JAKARTA - Indonesia bersiap memulai impor minyak mentah dari Amerika Serikat mulai Desember 2025. Langkah ini dianggap bagian dari strategi baru pemerintah untuk memperkuat posisi negosiasi dagang serta diversifikasi pasokan energi nasional.
Meski volume saat ini masih kecil dibanding pemasok tradisional seperti Arab Saudi dan Angola, langkah ini menandai babak baru kerja sama energi antara Jakarta dan Washington.
Strategi Negosiasi Tarif Resiprokal
Menteri ESDM Bahlil Lahadalia menegaskan impor minyak mentah dari AS terkait dengan negosiasi tarif resiprokal kedua negara. “Kalau LPG kan sudah berjalan, kemudian minyak kemungkinan besar di Desember ini sudah bisa ada yang start dari sana,” ujarnya di Kompleks Istana Kepresidenan, Jakarta.
Selama ini, Indonesia lebih banyak mengimpor LPG dari AS. Mulai akhir tahun depan, pembelian energi akan diperluas mencakup crude oil. Namun, skema pengadaan masih menunggu detail, termasuk kemungkinan tanpa lelang seperti disampaikan Menko Perekonomian Airlangga Hartarto.
Sebelumnya, Pertamina melalui PT Kilang Pertamina Internasional (KPI) menandatangani nota kesepahaman B2B dengan ExxonMobil, KDT Global Resource, dan Chevron Corp., untuk pengadaan feedstock dan kilang.
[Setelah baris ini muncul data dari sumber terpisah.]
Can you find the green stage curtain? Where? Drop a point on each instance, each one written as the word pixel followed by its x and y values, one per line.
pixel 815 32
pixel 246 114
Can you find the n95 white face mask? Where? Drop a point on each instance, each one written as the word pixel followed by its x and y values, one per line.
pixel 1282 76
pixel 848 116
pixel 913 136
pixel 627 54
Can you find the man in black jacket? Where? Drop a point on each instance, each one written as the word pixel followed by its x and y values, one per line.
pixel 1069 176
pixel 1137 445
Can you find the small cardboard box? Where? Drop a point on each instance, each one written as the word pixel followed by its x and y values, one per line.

Kesiapan Operasional Kilang Domestik
Direktur Utama Pertamina, Simon Aloysius Mantiri, menyebut pembahasan teknis masih menunggu regulasi pemerintah. “Soal impor migas AS, pembahasannya masih menunggu peraturan,” kata Simon di Kompleks DPR RI.
Meski demikian, ia memastikan kilang domestik dipersiapkan untuk menerima minyak mentah asal AS. KPI menyebut crude ini kemungkinan dialokasikan ke Kilang Balikpapan yang dilengkapi fasilitas Single Point Mooring, mampu menerima kapal VLCC, sehingga biaya logistik lebih efisien.
Praktisi migas menilai secara teknis impor crude dari AS bisa diproses Pertamina. Karakteristik minyak mentah AS masih sesuai untuk fasilitas blending Pertamina, meski jarak pengiriman berdampak pada biaya logistik dan distribusi.
Konteks Perdagangan dan Tarif
Langkah ini juga terkait kebijakan perdagangan bilateral. Amerika Serikat kini menerapkan tarif 19 persen untuk Indonesia, turun dari 32 persen setelah negosiasi dibuka kembali. Beberapa kesepakatan sebelumnya mencakup impor LPG dan bensin senilai US$15 miliar.
Meski volume crude AS masih relatif kecil dibanding negara lain, pemerintah melihatnya sebagai peluang strategis dalam memperkuat hubungan dagang serta memanfaatkan tarif resiprokal.
Dampak Strategis dan Tantangan
Rencana impor minyak mentah ini dipandang sebagai bagian dari strategi diplomasi energi Indonesia. Diversifikasi sumber pasokan dianggap penting untuk mengurangi ketergantungan pada pemasok tradisional dan memperkuat ketahanan energi nasional.
Namun, meski secara teknis layak, kebijakan ini membawa konsekuensi biaya logistik dan distribusi yang harus dievaluasi. Pemerintah dan pelaku industri berharap langkah ini tidak hanya mengamankan pasokan energi, tetapi juga memberikan manfaat ekonomi dan strategis dalam hubungan dagang bilateral.
Dengan persiapan kilang, negosiasi tarif, dan kerja sama B2B, Indonesia menunjukkan kesiapan menghadapi dinamika pasar energi global. Impor minyak dari AS menjadi bagian dari strategi jangka panjang untuk memperkuat keamanan energi sambil menjaga fleksibilitas dalam rantai pasok domestik.